Climate change and plant diseases
Article first published online: 10 JAN 2011
© 2011 CSIRO. Plant Pathology © 2011 BSPP
Special Issue: Climate Change and Plant Diseases
Volume 60, Issue 1, page 1, February 2011
How to Cite
Chakraborty, S. (2011), Climate change and plant diseases. Plant Pathology, 60: 1. doi: 10.1111/j.1365-3059.2010.02415.x
- Issue published online: 10 JAN 2011
- Article first published online: 10 JAN 2011
Global atmospheric concentration of radiatively active gases has been increasing largely due to anthropogenic influences. Rising concentration of CO2 is affecting agriculture and natural ecosystems by directly influencing plant growth and productivity. Crop yield, for instance, increases by an average of 17% from a ‘fertilization effect’ of elevated CO2. Other interacting elements of climate including temperature and rainfall are also changing. There is heightened concern for global food security under a changing climate and many commentaries and projections are available. But projections come from studies that largely ignore the impacts of pest and diseases. This is despite weather being a key driver of plant diseases and many disease forecasting models routinely use short-term weather data for disease management. Plant disease epidemics have historically caused famines killing and disrupting human lives and continue to hamper quality and quantity of agricultural produce and thereby threatening food security.
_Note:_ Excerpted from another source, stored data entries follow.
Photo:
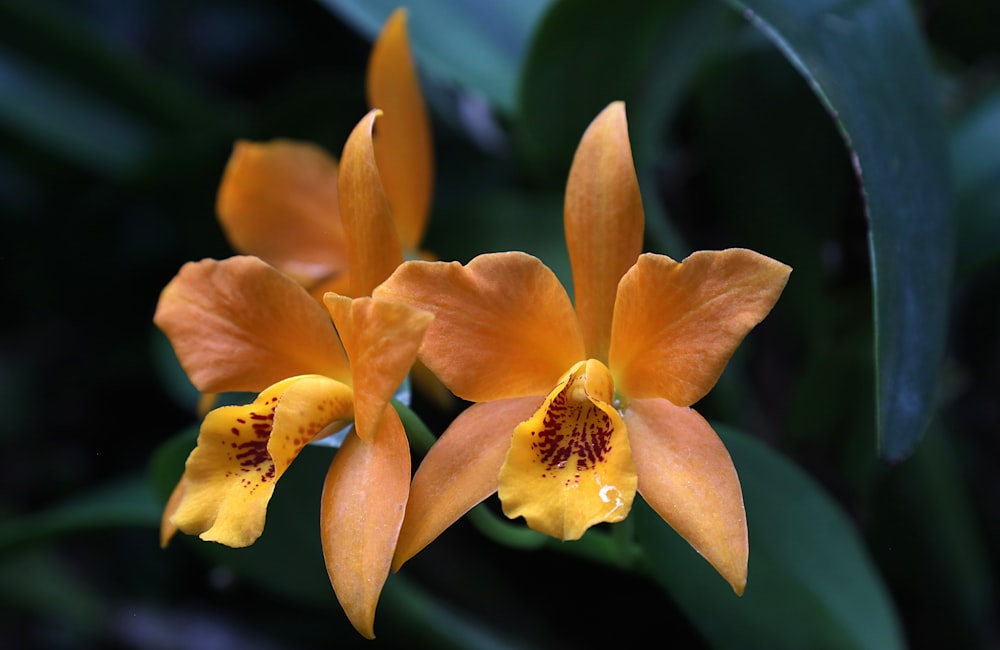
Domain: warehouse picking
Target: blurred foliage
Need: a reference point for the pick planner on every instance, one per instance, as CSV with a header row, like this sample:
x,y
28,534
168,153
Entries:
x,y
851,140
Several reviews and books have speculated and predicted how the adaptive capacity of agriculture may be affected by shifting disease dynamics due to changing climate. Much of the literature has been pre-occupied with impact assessment and risk mapping. A synthesis of current information on host and pathogen biology and their interaction under changing climate to identify gaps in knowledge has been lacking. More importantly, there is precious little on strategies that may be required to manage diseases under a changing climate. For instance, whether the current physical, chemical and biological control tactics including the disease resistant varieties would offer effective protection or whether there is a need to develop and deploy new management strategies have never been addressed. This compilation of twelve reviews and overviews on selected topics synthesises the limited published literature and unpublished work, highlights gaps in our knowledge and addresses ways to improve understanding and management of plant diseases under climate change.
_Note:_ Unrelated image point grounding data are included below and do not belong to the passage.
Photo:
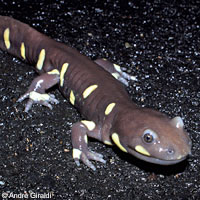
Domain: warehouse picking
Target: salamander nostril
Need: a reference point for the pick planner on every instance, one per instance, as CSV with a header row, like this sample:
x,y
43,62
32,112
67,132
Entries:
x,y
171,151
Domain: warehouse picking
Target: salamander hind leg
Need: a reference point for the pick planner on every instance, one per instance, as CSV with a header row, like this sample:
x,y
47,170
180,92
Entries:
x,y
36,92
80,132
116,71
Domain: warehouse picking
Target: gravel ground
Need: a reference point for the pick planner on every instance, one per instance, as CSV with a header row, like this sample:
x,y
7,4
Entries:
x,y
159,42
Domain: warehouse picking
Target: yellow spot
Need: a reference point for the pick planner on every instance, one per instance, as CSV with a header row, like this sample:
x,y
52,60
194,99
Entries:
x,y
38,97
54,71
72,97
117,67
62,73
115,138
76,153
142,150
23,51
107,142
6,36
109,108
89,124
41,59
89,90
116,75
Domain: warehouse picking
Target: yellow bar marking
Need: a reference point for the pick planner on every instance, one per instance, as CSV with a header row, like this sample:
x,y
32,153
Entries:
x,y
89,124
23,51
142,150
116,75
41,59
72,98
107,142
38,97
62,73
117,67
109,108
76,153
89,90
54,71
6,36
115,138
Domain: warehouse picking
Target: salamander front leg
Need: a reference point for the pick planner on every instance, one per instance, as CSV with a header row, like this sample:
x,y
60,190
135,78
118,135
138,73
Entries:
x,y
80,144
116,71
36,92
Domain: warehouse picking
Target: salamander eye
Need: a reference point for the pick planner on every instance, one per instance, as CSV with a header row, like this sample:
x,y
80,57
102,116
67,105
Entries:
x,y
149,136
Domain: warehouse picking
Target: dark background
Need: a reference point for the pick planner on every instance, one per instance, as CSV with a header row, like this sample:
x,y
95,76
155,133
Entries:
x,y
159,42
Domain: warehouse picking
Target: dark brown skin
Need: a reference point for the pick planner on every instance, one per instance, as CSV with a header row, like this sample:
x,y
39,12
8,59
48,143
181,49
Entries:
x,y
110,113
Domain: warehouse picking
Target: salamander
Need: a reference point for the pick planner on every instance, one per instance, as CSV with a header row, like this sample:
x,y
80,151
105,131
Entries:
x,y
96,89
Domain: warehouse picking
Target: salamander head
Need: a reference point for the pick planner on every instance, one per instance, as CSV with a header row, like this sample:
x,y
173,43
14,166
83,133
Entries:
x,y
152,137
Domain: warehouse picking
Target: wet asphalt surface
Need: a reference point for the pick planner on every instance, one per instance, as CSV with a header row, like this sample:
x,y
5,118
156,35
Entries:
x,y
156,41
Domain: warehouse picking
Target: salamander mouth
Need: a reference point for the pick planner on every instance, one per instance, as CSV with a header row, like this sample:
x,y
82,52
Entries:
x,y
156,160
While the emphasis has been on collating and reviewing empirical evidence and approaches rather than projections from modelling, various articles have not ignored key aspects of modelling research in coping with complexity and uncertainty in climate change, in dealing with changing geographical distribution of hosts and their pathogens or in modelling the dynamics of pathogens in plant canopies. Internationally recognised contributors have used their research experience and scholarly aptitude to critically review existing knowledge, identify gaps and offer opinions on the way forward. Contributions are more than a review of literature; they offer opinion, approach, strategy, critique and road map to help make progress in this neglected field of study. This effort will be worthwhile if members of the plant protection community including researchers, educators, plant protection specialists and practitioners, policy makers and general public interested in issues of climate change, plant disease and food security find it useful and benefit from this compilation. Inspiring students, researchers and specialists to consider climate change in the context of plant pathology research and policy development will be an added bonus.
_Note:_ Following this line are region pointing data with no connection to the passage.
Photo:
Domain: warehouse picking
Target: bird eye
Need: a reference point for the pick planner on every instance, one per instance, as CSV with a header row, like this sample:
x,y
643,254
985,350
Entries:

This special issue of Plant Pathology is dedicated to the late Professor David F. Karnosky in recognition of his significant contribution to plant pathogens and diseases under elevated CO2 and O3. Dave was a visionary and pioneer in global climate change research. He founded the Aspen FACE research project and made significant contributions to global climate change science and forestry. The United States Forest Service has dedicated a laboratory in Rhinelander, Wisconsin to his memory.
My thanks and gratitude goes to all authors who have generously given their time to contribute to this special issue; the reviewers, who evaluated and offered countless useful suggestions to improve the papers; Bruce Fitt for editing the papers which I have co-authored; Richard and Jenny Shattock for their inspiration, support and patience; and to the British Society for Plant Pathology and Wiley-Blackwell.